I raised a hand, silencing him.

“I am not harming them. I am using their numbers—not their lives. Our soldiers and I will stand behind them, shielding them. The moment Red wall’s forces charge at the approaching crowd…”

I let the words hang, cold and calculated.

“We strike. Hard. Fast. Clean.”

General Arwin stepped forward, voice steady with conviction.

“I agree with Her Highness. If the villagers lead the advance, the castle will hesitate to attack. That gives us the opening we need. We could seize Redwall Castle in a day.”

Haldor nodded, jaw set. “I agree as well. It’s brutal… but brilliant. And it protects them.”

“If this is your plan, Your Highness… then I will make sure every villager survives it.” Arwin voice sharpened. “And Red Wall Castle will fall by dawn.”

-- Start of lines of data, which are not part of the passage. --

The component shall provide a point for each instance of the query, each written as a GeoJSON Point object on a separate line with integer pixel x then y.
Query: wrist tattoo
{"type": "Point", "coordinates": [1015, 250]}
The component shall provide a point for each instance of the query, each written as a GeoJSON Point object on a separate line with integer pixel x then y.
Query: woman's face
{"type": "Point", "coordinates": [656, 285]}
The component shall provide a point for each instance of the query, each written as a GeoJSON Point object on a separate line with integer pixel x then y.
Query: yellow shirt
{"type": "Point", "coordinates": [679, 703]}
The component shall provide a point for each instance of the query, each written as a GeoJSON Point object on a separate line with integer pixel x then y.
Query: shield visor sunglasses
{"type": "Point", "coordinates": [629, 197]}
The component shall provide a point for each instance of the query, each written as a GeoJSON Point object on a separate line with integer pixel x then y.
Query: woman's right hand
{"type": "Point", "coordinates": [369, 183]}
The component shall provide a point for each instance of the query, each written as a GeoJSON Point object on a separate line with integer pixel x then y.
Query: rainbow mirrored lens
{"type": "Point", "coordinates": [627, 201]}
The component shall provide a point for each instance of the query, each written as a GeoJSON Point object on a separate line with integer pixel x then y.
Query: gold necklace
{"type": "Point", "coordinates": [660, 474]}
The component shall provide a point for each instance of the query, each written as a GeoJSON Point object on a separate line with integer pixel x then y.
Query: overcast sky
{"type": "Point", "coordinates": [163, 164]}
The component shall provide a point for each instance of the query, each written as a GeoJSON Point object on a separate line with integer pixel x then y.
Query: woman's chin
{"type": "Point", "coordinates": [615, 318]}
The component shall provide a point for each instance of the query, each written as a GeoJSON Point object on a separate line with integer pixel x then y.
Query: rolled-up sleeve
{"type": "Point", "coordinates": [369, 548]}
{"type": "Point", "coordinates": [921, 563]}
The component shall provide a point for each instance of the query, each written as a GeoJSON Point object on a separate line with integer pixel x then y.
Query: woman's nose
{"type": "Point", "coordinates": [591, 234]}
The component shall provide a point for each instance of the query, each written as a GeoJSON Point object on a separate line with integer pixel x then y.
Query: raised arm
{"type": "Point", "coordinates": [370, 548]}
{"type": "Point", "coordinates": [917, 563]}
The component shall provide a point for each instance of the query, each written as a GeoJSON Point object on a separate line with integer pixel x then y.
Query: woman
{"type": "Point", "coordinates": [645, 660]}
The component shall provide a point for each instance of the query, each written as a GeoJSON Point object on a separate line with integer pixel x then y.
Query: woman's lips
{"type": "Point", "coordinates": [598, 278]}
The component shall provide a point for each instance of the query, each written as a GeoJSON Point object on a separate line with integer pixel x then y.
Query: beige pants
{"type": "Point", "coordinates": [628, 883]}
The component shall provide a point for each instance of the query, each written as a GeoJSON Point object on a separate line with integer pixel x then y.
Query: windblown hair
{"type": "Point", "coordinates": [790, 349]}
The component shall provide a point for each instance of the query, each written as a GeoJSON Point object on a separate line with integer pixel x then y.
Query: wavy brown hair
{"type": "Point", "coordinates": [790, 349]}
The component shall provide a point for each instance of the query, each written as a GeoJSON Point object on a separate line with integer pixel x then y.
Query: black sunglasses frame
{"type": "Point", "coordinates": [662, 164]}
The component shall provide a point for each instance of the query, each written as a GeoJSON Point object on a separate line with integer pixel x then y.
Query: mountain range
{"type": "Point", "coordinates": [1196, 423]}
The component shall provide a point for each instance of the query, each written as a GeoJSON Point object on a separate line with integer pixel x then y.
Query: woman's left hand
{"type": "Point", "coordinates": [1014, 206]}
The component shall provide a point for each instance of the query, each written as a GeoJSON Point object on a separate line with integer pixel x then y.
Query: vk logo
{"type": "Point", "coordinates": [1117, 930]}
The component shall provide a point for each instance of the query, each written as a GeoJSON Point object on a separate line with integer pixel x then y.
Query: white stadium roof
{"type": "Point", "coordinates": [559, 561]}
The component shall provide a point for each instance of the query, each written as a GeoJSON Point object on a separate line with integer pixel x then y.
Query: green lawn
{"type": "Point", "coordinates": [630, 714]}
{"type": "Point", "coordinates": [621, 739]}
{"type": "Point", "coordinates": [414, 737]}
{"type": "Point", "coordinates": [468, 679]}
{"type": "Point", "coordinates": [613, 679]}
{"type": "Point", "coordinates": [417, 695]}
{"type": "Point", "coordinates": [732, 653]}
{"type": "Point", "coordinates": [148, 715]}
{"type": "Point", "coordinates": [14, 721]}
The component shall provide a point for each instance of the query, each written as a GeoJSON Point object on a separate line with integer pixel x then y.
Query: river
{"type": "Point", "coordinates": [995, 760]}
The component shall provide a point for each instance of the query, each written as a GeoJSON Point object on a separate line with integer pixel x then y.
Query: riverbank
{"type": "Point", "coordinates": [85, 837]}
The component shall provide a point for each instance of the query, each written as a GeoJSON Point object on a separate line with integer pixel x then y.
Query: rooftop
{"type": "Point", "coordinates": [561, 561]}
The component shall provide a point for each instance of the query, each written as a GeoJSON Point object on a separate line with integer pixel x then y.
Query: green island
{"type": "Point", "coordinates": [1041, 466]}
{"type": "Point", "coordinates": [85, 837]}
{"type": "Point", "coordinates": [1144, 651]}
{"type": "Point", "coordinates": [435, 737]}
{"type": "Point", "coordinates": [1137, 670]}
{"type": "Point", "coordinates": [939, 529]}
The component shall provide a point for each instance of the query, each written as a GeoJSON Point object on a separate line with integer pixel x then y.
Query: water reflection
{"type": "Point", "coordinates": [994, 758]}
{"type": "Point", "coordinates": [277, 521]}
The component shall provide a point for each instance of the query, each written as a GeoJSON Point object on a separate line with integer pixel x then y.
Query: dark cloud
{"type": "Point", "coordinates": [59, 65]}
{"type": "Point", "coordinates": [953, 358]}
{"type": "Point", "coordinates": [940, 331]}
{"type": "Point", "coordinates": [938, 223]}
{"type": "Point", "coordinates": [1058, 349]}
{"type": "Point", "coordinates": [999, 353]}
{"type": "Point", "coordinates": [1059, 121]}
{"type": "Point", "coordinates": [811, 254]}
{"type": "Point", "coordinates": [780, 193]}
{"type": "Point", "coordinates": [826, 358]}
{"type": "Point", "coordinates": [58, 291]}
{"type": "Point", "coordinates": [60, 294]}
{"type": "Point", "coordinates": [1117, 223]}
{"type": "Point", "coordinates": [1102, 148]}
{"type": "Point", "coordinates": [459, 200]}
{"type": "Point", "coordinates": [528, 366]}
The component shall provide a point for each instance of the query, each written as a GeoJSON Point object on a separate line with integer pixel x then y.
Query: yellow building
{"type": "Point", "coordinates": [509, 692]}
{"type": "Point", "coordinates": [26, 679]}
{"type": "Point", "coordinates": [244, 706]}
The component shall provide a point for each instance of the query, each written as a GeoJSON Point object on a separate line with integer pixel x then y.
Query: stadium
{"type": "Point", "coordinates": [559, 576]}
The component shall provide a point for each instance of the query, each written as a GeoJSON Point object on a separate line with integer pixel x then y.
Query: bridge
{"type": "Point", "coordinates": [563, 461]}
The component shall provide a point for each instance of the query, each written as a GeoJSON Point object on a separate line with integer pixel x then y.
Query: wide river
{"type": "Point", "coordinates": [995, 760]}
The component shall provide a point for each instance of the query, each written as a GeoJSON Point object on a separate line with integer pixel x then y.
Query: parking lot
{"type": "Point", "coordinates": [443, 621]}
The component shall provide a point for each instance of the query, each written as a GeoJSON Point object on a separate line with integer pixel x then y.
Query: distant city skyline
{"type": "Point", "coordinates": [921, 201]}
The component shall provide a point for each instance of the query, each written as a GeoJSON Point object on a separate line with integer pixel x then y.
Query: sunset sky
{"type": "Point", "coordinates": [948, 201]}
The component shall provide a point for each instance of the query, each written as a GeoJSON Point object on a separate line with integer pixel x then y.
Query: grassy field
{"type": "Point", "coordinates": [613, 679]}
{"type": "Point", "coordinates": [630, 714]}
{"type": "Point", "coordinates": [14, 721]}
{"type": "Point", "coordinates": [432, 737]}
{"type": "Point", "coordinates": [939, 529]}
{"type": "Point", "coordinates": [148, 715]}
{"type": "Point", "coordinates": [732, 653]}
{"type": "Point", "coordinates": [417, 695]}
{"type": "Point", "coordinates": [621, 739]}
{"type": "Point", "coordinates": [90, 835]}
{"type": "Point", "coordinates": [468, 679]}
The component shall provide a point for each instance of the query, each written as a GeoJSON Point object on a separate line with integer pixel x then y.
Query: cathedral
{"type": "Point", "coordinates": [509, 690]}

A slow smile touched my lips.

“Good.” I turned toward the looming shadow of the East. “Then prepare yourselves. Tomorrow…”

The wind rippled through the trees like a warning.

“…we will turn Meren’s own people into the weapon that breaks their spine.”

The forest swallowed my words. The soldiers straightened. And we were ready to start the riot that would shatter a kingdom.